Twenty Roman graves have been located so far near the shoreline in the northern Gaza and the team expect to unearth 80 in total within the 50-square-metre cemetery.
A 2,000-year-old Roman cemetery containing at least 20 ornately decorated graves has been uncovered near the shoreline in the northern Gaza.
The antiquities ministry on Thursday called it the most important local discovery of the past decade.
Gaza is rich with antiquities having been an important trading spot for many civilisations, from as far back as the ancient Egyptians and the Philistines depicted in the Bible, through the Roman empire and the crusades.
Ruins discovered there include the remains of a siege by Alexander the Great as well as a Mongol invasion.

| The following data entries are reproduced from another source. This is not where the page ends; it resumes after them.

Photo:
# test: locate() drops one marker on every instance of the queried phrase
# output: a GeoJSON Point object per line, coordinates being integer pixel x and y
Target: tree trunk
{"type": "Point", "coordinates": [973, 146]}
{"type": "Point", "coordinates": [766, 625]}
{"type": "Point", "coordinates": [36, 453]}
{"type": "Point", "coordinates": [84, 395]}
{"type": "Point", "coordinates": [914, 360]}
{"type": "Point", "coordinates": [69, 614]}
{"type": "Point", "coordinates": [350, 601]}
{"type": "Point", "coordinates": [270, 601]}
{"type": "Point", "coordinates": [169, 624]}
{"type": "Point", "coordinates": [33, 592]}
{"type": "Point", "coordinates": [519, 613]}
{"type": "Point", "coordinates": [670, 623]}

Twenty Roman graves have been located so far and the team expect to unearth 80 in total within the 50-square-metre cemetery. Only two graves have been opened, one contained skeletal remains and some clay jars.
Because of the shape of the graves and the relatively ornate decorations, they likely belonged to "senior ranking people" in the Roman empire during the first century, said Jamal Abu Rida, director-general of Gaza's Ministry of Tourism and Antiquities.

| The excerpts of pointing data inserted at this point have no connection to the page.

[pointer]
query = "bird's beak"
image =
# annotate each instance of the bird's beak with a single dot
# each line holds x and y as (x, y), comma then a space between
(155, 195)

Unlike Muslim graves from later periods that face north to south, the Roman graves lie east to west, he said.
"We have made several discoveries in the past, this is the most important archaeological discovery in the past 10years," said Abu Rida.

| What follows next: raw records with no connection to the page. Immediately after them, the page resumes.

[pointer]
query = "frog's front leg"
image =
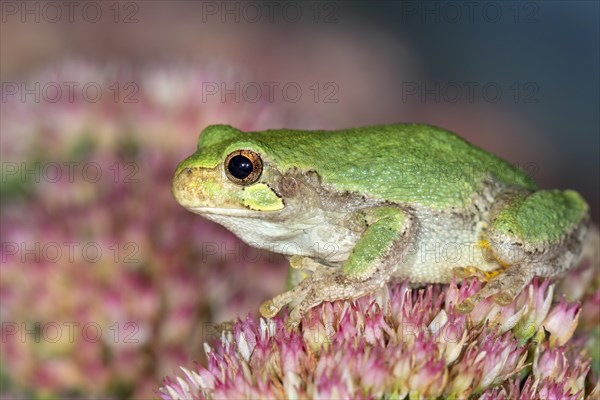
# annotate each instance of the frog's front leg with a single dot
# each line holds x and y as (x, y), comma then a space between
(539, 234)
(369, 266)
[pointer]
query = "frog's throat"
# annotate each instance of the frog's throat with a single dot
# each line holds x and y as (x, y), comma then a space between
(230, 212)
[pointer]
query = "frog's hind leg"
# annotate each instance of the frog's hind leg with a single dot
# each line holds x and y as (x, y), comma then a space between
(539, 234)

The area is closed off to journalists and the public while the site is organised and made safe for visitors, the ministry said.
The site, which is being supervised by a French team of experts, was found by a construction crew working on an Egyptian-funded housing project. When they came upon some of the cemetery's large, ancient bricks, they stopped work and called in the archaeologists.
Gaza is run by the Palestinian Islamist group Hamas, which has fought four wars with Israel since 2008.
The conflict has crippled the local economy and authorities usually engage international groups to help excavate and preserve archaeological findings, said Abu Rida.